Wśród zapisów pojawia się m.in. likwidacja prawa weta w 65 przypadkach, euro jako obowiązkowa waluta, odchudzenie składu Komisji Europejskiej czy autonomia strategiczna.
Jesteśmy na Google News. Dołącz do nas i śledź Portal i.pl codziennie. Obserwuj i.pl!
Celowo przekładano głosowania w Parlamencie Europejskim?
Europoseł Prawa i Sprawiedliwości Bogdan Rzońca mówił na antenie Polskiego Radia 24, że niektóre z głosowań w PE zostały celowo przełożone, aby odbyły się już po wyborach parlamentarnych w Polsce. W jego opinii, chodziło o to, by wyborcy nie poznali stanowiska opozycji w tych kwestiach.
– Tak się stało między innymi ze słynnym głosowaniem, które miało być 12 października przed wyborami w Polsce. Miało dotyczyć ono tak zwanego pogłębienia traktatów, czyli sytuacji, w której nastąpią ogromne zmiany w funkcjonowaniu Unii Europejskiej. To głosowanie zostało przełożone na 25 października – wskazał Rzońca.
Jak podkreślił, gdyby głosowanie to odbyło się zgodnie z pierwotnym planem, jeszcze przed wyborami wiedzielibyśmy, jak głosowali europosłowie Platformy Obywatelskiej, Lewicy i Polskiego Stronnictwa Ludowego. – I widzielibyśmy, jakie mają prawdziwe zamiary i intencje – dodał.
"To miało nie wyjść na światło dzienne przed wyborami w Polsce"

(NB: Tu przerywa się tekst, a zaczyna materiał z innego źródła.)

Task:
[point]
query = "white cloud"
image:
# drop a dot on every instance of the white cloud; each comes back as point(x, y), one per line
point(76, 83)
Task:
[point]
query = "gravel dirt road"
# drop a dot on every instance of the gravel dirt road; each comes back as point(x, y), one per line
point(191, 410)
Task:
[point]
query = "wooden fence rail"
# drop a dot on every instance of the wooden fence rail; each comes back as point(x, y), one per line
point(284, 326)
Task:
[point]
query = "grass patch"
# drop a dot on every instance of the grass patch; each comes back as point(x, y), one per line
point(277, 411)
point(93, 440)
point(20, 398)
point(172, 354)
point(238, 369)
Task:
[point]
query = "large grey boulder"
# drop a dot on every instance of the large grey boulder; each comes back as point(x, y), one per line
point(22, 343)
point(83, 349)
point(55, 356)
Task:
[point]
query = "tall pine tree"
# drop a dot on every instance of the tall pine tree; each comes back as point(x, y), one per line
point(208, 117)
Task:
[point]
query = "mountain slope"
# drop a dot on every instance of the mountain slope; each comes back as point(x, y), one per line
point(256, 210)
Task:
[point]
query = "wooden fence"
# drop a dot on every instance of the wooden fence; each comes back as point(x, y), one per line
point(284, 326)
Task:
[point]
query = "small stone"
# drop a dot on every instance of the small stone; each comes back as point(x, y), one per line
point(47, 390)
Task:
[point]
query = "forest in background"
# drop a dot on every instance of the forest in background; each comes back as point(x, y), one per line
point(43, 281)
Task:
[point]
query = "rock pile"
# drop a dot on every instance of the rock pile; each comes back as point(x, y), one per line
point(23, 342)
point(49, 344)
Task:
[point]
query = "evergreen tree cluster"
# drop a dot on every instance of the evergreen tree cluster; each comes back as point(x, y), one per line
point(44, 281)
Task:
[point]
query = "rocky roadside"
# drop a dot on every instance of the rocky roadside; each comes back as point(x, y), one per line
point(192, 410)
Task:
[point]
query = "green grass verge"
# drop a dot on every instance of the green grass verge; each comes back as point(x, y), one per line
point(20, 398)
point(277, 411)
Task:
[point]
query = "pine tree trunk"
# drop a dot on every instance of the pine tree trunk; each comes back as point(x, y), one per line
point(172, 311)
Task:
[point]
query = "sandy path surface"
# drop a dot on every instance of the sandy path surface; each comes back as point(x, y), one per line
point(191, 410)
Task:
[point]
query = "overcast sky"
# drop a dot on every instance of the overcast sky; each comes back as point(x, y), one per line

A jak by głosowali? Eurodeputowany PiS wyraził przekonanie, że "głosowaliby tak, jak by im kazał niemiecki dyktat, czyli byłoby głosowanie na tak".
– Tłumaczono by, że jest potrzebna reforma unijnych traktatów, że pewne rzeczy w Unii Europejskiej idą za wolno, że mniej kompetencji dla niektórych krajów to lepiej dla całej Wspólnoty. To miało nie wyjść na światło dzienne przed wyborami w Polsce – podsumował Bogdan Rzońca.